Movie Rental Licensing
August 12, 2009 6:20 AM   RSS feed for this thread Subscribe

How does Licensing work for DVD rental Outfits?

Basically, do places like Blockbuster, Netflix, or Redbox pay a licensing fee for the DVDs they rent? After reading the recent article about the studios not playing nice with RedBox, I am curious how it works. DO the businesses pay a flat fee for the right to rent movies? Do they not have to license stuff, and just buy DVDs like a standard consumer? I have to believe the movie industry must have some way of getting an extra cut from this.
posted by Amby72 to media & arts (7 comments total)
From an article about the Redbox suit:
The company does not, however, have any sort of partnership with most of the major movie studios. Sony is the only one that has recently struck a distribution deal with Redbox—the company otherwise obtains its DVDs through wholesale movie suppliers, such as Ingram and VPD, that have contracts with the movie studios. Movie giant Universal was the first to pick a bone with this arrangement, threatening to sever contracts with distributors unless they stopped providing DVDs to Redbox until 45 days after release.
And here are some details on their Sony deal:
The deal allows Redbox, a unit of Bellevue, Wash.-Coinstar Inc., to purchase titles directly from Sony Pictures at a lower price than what it would get through a wholesaler, such as VPD Inc. or Ingram Entertainment Inc. In exchange, Redbox has agreed to conditions such as not selling used Sony DVDs into the marketplace, which could erode pricing.

posted by smackfu at 6:47 AM on August 12


There's a legal construct called the First Sale Doctrine (IANAL) that basically says "You bought an object, you can do whatever the heck you want with it." For physical things, that means you really can just buy it and rent it out without paying anybody anything extra. Most rental companies buy at a discount in bulk, but there's nothing stopping them from just picking up a lot of copies at retail and still renting them; I believe Netflix did, or said they would, during a distribution brouhaha. There's no licensing involved.

This is, of course, what the media giants would like to change when everything goes digital, so they always get a cut from everything that ever happens with their IP. But right now, no, they don't get any extra cut, because you don't need a license to rent a physical object.
posted by Tomorrowful at 7:14 AM on August 12


There's a legal construct called the First Sale Doctrine (IANAL) that basically says "You bought an object, you can do whatever the heck you want with it." For physical things, that means you really can just buy it and rent it out without paying anybody anything extra.

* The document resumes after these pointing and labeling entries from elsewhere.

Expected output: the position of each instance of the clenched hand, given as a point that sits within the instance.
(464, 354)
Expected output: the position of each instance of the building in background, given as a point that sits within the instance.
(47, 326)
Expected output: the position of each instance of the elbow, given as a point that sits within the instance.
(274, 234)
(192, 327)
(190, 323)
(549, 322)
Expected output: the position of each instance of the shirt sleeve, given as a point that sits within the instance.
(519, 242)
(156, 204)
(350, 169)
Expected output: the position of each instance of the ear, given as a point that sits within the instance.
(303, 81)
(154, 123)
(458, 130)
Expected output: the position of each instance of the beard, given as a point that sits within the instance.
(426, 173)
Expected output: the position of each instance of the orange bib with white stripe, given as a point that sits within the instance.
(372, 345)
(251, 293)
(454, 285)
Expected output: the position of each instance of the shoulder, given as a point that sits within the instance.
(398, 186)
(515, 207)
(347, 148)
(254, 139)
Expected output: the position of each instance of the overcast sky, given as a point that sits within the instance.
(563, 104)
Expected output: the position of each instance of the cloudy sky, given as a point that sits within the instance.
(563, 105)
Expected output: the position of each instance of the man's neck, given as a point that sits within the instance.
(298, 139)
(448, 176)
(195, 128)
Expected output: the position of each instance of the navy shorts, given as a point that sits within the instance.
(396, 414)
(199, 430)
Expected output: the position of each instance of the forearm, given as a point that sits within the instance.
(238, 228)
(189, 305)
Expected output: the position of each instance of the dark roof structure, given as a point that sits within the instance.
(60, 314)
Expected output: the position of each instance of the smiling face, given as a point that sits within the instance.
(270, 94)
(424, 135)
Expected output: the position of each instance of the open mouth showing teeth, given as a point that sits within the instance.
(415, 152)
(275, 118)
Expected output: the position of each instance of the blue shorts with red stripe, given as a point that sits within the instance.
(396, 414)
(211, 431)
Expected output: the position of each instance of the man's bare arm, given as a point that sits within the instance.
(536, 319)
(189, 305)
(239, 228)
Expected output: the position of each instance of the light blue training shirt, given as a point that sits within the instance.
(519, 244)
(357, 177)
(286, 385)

There's also copyright law of 1984 which removes this ability for phono records and computer software.

Which is sad, since renting $600 worth of CDs -- the entire catalog of my favorite J-POP artist -- for $40 back in 1999 was one of my favorite experiences in Tokyo :)
posted by @troy at 7:21 AM on August 12


Back in the VHS days, I remember "for rental" videos being sold at something like $80 a pop. I think those would go on sale a few weeks before regular retail sales. If you really wanted to buy it for the rental price you could, but obviously it was more for Blockbuster and stuff.
posted by kmz at 7:23 AM on August 12


So, The movie studios have not figured out how to get in on the sweet deal of "Licensing" movies like the software industry and Music Industry does? It seems things are moving this way in the digital distribution channels. I guess I always thought they had to buy expensive copies of the movies or pay some sort of licensing fees.
posted by Amby72 at 7:49 AM on August 12


The Weinstein Company tried this with Blockbuster some time ago

Curiously, I'm seeing some of their films expiring from netflix's instant view at the end of the month. Dunno what's up with this.

I think netflix and others do revenue sharing with the majors to more fully optimize their supply/demand curves (by managing their inventory with non-retail product). Lots of DVDs I get from netflix are non-retail (going by the monochrome disc labelling).
posted by @troy at 9:56 AM on August 12


I have a similar memory to what kmz said. I worked at a BlockBuster in the late 90s. It was standard procedure for us to call people who had a movie a month overdue and inform them that in a week we'd be selling it to them, charging it to the credit card we had on record, unless they returned it. A lot of times we suspected folks thought this was a reasonable exchange and would just keep the movies. Unless it turned out to be a brand new movie (which I guess we got for a premium before they went onsale to the masses at regular prices?) and when a $99 charge for a VHS movie showed up on their credit cards, the "lost" movies quickly got found.